土肥: 3ブランド発売からまだ2年ほどしか経っていないのに、状況が大きく変わりました。社内からも変化のスピードに付いていけなくて大変、といった声もあるのでは?

土屋: お恥ずかしい話になりますが、ワーキングとアパレルの垣根が下がっていることを知るのに、時間がかかってしまいました。「自分たちは何をつくって、何が売れるのか」をきちんと理解していなくて、お客さんから教わっているといった感じ。気付かないうちにどんどん広がっていて、後追いでつくってもつくっても追いつかない状況でした。当社が現場で働く人たち向けにつくったモノが、実は一般の消費者にも必要なモノだったんですよね。

土肥: なるほど。次に「価格」についても教えてください。ひとことで言えば「安い」ですよね。

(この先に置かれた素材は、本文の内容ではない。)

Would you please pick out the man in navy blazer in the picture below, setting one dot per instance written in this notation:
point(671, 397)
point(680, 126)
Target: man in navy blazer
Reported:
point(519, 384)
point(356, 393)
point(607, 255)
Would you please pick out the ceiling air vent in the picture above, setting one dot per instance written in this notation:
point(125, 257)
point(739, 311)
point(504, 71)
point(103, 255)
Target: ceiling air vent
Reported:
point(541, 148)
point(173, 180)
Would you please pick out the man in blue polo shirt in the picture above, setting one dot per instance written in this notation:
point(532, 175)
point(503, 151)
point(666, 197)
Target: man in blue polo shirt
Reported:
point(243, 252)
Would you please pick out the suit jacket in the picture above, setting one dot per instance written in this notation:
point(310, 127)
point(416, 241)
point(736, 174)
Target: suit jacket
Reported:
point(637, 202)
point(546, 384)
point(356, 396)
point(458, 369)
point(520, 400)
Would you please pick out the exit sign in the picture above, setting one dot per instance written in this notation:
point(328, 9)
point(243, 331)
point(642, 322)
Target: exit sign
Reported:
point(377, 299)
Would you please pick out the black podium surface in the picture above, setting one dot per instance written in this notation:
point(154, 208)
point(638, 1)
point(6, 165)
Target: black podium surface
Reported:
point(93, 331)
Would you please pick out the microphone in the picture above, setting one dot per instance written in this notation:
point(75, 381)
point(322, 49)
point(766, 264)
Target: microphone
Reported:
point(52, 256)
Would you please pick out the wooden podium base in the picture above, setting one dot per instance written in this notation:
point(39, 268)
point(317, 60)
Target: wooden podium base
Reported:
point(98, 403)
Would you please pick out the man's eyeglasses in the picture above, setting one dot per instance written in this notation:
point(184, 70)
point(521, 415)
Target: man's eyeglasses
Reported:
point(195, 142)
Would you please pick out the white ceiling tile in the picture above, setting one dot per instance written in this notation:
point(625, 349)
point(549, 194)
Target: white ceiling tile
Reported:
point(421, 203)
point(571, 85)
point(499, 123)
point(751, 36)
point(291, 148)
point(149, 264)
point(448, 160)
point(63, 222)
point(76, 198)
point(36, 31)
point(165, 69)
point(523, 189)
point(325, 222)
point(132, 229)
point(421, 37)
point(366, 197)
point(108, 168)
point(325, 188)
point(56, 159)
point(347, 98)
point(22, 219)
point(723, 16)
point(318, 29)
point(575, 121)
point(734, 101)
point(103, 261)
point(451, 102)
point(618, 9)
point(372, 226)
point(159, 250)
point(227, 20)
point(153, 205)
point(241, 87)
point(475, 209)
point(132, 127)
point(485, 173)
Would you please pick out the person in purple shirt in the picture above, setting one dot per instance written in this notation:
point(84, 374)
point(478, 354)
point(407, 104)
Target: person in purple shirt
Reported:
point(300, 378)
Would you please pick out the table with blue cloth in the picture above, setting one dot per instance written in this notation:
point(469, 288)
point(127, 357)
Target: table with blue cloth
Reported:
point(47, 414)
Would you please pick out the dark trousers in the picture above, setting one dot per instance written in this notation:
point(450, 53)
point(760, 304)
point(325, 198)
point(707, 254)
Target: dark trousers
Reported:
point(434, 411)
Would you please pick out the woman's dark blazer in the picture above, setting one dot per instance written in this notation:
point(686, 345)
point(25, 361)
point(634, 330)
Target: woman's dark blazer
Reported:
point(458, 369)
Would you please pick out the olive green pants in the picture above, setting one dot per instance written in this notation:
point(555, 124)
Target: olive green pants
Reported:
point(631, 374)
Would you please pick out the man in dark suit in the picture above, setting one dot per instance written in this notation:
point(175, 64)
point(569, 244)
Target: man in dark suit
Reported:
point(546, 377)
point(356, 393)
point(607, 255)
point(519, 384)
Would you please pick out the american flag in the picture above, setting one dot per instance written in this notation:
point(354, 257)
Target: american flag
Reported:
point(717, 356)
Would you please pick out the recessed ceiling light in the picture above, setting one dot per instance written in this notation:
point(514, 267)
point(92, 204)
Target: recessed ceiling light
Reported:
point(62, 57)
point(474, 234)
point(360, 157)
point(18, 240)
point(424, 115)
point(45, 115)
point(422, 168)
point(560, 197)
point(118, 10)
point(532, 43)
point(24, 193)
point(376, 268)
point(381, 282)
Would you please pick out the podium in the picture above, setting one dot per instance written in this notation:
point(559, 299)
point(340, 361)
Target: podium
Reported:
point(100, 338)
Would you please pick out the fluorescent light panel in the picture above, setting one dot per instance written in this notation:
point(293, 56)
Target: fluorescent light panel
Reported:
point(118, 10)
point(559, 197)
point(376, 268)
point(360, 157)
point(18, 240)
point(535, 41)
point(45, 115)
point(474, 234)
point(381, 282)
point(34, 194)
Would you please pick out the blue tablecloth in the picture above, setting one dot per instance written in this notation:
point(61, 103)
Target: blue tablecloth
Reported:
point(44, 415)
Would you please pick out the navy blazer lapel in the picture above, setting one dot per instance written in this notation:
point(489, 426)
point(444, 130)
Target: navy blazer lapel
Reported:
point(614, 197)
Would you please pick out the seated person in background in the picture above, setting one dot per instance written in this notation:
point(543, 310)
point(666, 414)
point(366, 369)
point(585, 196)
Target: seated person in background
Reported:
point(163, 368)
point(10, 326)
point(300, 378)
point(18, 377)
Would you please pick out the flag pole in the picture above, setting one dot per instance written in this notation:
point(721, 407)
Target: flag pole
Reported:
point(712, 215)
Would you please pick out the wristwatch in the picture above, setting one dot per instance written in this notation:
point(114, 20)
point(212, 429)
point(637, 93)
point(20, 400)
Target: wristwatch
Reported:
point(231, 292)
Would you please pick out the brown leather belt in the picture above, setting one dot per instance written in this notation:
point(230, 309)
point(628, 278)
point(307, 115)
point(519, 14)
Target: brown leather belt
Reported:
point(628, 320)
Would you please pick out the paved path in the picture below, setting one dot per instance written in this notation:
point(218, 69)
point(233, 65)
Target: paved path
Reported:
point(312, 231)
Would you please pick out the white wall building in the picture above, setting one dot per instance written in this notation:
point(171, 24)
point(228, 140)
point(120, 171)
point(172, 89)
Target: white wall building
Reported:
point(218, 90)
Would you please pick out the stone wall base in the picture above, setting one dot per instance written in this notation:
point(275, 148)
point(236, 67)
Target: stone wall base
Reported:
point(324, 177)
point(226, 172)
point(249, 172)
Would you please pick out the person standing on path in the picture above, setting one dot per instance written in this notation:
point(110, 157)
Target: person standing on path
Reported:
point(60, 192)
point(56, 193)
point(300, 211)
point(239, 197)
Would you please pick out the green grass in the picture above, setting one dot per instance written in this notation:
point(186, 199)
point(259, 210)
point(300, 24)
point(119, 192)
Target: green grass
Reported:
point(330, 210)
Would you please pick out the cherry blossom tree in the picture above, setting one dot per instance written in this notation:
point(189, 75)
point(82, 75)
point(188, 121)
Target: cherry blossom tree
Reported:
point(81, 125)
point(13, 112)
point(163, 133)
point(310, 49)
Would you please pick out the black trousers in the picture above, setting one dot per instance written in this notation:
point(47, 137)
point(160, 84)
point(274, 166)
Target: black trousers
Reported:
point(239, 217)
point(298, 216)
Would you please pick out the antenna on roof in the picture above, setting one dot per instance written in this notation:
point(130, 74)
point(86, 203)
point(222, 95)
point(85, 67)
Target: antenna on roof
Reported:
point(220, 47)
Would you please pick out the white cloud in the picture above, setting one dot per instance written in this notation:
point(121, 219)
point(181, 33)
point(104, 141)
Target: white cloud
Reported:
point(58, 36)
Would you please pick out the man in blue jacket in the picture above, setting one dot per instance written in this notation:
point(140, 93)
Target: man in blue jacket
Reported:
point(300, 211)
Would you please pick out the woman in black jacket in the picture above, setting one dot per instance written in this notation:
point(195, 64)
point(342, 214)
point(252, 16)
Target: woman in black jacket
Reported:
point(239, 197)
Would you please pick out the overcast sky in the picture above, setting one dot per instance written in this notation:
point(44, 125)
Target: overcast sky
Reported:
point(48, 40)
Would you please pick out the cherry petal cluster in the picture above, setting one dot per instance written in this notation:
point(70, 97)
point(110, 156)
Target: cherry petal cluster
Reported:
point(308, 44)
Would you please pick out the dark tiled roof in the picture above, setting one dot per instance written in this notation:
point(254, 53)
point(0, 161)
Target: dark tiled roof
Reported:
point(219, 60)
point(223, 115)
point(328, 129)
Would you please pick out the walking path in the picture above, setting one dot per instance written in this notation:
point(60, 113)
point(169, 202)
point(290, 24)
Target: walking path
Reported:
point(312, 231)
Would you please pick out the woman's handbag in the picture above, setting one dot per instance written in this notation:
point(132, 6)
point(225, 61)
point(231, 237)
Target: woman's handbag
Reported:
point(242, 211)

目玉商品を見ると、フィールドコアのブルゾンは2900円、イージスの防水防寒スーツは6800円、ファインドアウトのブルゾンは1900円(価格はすべて税込み)。防寒機能が付いているスーツやジャンパーを実際に着てみると、お世辞抜きにして「暖かい」。素材も薄っぺらではなくて、防水機能を搭載しているモノもある。それでも1万円札を出せばお釣りをもらえる。他社で購入すると、数万円はするようなモノなのに、なぜ低価格で販売することができるのでしょうか?

ファインドアウトの「クロスシールドブルゾン」(1900円)

土屋: 当社で調べたところ、スポーツメーカーに比べて3分の1以下、アウトドアメーカーに比べて半額以下で販売していることが明らかに。なぜこうした価格を設定できるのかというと、大量生産しているから。アパレルメーカーであれば1アイテム1〜2万着ほどつくると思うのですが、当社の多くの商品は10万着以上なので、価格を抑えることができるんです。

 なぜ大量生産しているのかというと、現場で働いている人は何着も必要になるんですよね。真夏であれば1日に2〜3回は着替えますし、汚れなどで着替えることもある。過酷な状況で使っていれば、2〜3カ月でダメになることも。ということもあって、たくさんつくって、たくさん売れる。

 あと、多くのアパレルメーカーは商品を値引いていますよね。販売当初は定価で売っていても、売れ残ると安く販売する。当社はどうしているのかというと、売れ残ったモノがあれば、そのまま保存して翌年に販売する。デザインが大幅に変わることがほとんどないので、翌年も販売することができるんです。廃盤になったアイテムは値引きをするのですが、そうした商品は全体の2%以下です。

土肥: 低価格を実現しているのは、大量に生産していること、基本的に値引きをしないこと、この2つが大きいわけですね。